When it comes to commercial Distillery equipment manufacturer, a boiler is a must. It warms up the mash to a point that makes it easier to mix, which is essential in brewing beer and other spirits. It also helps neutralize some of the sulfur compounds that form during fermentation, which can negatively affect taste and aroma. The best option for the beginner stillmaker is copper, which conducts heat more efficiently than stainless steel and costs less to purchase.
A manufacturer of standard and custom chemical, oil/gas and solvent distillation equipment. Products include trays, reboilers, condensers, stripping and enriching sections used for solvent, alcohol and essence recovery. Design, fabrication, process modeling and lab testing services are available. Also offers rotary evaporators and vapor recompression systems. Serves the agricultural, pharmaceutical, biopharmaceutical, food processing, renewable fuel and CBD oil industries.
As you plan your own distillery, it is important to consider all of the processes that will take place and their safety requirements. In general, the International Building Code and resulting state codes dictate that any operations that produce class 1B or 1C flammable liquids must live in a hazard zone (H-3). That includes the distilling operation itself as well as storage tanks for the distilled liquid. The non-hazardous operations such as the mash cooking and fermenting should live in a different area or building.
Distillers must have tanks for fermentation and storage, as well as bottling their spirits. They also need a mash tun and boiler to create the liquid that will run through their stills.
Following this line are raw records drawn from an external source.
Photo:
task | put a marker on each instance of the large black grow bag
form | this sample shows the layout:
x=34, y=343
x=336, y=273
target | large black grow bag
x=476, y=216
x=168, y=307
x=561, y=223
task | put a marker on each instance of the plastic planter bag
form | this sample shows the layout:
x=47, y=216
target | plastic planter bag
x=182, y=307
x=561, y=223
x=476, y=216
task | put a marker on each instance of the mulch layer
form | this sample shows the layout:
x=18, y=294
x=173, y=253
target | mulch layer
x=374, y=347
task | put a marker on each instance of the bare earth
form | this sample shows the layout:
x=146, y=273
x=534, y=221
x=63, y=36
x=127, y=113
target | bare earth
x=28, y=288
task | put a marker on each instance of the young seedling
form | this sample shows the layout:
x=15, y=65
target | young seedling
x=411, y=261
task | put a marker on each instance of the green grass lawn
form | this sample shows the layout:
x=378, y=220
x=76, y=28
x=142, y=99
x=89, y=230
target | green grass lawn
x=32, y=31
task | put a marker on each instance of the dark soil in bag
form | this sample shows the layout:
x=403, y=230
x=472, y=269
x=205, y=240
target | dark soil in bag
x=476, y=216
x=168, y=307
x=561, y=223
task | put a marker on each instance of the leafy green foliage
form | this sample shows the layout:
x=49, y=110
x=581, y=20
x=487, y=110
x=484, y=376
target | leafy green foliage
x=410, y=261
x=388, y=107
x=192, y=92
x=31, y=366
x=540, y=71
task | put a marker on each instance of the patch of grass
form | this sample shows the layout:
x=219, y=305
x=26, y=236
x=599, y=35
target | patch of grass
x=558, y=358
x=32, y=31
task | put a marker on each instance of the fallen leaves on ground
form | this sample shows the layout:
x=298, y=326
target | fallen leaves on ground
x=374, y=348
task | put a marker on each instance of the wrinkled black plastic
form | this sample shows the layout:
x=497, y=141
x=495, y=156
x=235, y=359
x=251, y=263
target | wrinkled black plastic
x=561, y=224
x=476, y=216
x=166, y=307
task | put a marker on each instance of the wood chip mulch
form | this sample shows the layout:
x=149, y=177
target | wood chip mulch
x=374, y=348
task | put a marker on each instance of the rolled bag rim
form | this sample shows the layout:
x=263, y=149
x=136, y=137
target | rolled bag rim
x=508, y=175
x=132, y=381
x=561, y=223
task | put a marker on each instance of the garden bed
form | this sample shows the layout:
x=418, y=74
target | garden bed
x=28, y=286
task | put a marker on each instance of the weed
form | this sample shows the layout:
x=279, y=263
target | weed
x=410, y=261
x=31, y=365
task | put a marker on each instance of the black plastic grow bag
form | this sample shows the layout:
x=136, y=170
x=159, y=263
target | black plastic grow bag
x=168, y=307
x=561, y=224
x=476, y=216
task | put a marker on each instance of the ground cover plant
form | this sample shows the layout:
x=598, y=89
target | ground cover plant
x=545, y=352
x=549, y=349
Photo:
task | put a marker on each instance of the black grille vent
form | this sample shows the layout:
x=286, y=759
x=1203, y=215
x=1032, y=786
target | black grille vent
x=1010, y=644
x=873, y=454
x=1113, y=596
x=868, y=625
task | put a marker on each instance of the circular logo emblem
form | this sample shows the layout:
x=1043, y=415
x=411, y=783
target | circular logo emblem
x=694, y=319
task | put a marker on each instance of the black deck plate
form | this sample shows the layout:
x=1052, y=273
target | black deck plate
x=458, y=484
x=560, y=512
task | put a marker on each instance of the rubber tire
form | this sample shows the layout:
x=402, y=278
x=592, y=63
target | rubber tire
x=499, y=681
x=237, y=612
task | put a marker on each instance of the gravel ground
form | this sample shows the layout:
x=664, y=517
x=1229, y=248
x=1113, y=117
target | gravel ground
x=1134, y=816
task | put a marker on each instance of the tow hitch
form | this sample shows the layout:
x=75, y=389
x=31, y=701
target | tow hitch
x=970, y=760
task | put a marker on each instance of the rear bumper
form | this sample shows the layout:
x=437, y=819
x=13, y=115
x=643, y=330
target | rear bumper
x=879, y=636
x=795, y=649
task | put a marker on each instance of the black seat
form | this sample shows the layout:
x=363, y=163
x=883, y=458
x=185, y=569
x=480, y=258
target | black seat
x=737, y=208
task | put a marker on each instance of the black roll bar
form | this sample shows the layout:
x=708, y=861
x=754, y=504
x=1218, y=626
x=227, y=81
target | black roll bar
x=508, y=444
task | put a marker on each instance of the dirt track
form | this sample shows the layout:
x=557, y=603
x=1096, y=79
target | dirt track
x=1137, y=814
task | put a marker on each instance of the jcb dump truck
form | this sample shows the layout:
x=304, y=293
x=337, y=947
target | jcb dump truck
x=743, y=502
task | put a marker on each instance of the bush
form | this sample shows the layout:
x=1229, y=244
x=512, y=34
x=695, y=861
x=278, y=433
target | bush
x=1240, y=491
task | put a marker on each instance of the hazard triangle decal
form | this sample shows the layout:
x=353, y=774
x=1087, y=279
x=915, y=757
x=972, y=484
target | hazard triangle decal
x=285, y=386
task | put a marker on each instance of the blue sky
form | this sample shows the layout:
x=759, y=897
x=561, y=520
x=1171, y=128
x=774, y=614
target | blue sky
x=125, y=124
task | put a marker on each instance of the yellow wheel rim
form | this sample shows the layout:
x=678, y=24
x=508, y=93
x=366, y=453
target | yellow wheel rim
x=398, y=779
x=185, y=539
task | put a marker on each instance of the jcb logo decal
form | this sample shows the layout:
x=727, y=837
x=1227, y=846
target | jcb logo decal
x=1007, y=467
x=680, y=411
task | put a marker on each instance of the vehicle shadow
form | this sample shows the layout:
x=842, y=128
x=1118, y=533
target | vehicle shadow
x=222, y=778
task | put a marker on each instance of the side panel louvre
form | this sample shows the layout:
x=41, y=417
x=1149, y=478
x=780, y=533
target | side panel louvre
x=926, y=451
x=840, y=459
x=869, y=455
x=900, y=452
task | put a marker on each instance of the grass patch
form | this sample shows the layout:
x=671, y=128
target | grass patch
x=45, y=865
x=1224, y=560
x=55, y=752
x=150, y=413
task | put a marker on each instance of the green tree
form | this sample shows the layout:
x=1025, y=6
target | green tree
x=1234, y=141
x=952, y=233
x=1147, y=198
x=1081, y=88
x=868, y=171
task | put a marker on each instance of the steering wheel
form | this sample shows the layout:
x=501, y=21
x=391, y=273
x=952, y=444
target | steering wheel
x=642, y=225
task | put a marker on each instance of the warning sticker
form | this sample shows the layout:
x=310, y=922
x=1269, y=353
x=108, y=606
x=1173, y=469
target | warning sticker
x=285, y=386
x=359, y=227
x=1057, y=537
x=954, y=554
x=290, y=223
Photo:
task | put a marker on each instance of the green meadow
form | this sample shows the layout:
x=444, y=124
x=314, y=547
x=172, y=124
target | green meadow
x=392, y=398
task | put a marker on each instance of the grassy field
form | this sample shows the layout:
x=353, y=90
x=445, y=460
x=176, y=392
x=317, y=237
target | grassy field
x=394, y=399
Haas, who runs New Orleans distillery Atelier Vie, explains that purchasing equipment for a start-up can be pricey. He recommends that new distillers keep growth in mind with all their purchases and look for equipment that has a lot of potential for expansion. He uses a combination of local providers, online retailers and the McMaster-Carr manufacturing equipment catalog to source his supplies.
Many manufacturers offer a variety of tank supplies to fit the specific needs of craft distilleries. For example, some provide insulated tanks for fermenting and storing liquids. Others offer meter options to monitor pressure levels in tanks and help minimize loss over time. They also offer tank stands and other accessories that allow a distiller to make the most of their space.
Other manufacturers offer scientific and industrial laboratory supplies made of borosilicate glass, including beakers, flasks and tubes. They serve a range of industries, including food processing, pharmaceutical, aviation, automotive and metalworking. Some of their products include distillation equipment such as rotary vacuum and thermocouple evaporators. They also manufacture vapor compression, circulating flash and thermal distillation systems. Other supplies include solvent recovery, distillation and adsorption columns, aspirator bottles, steam generators and distillation kits.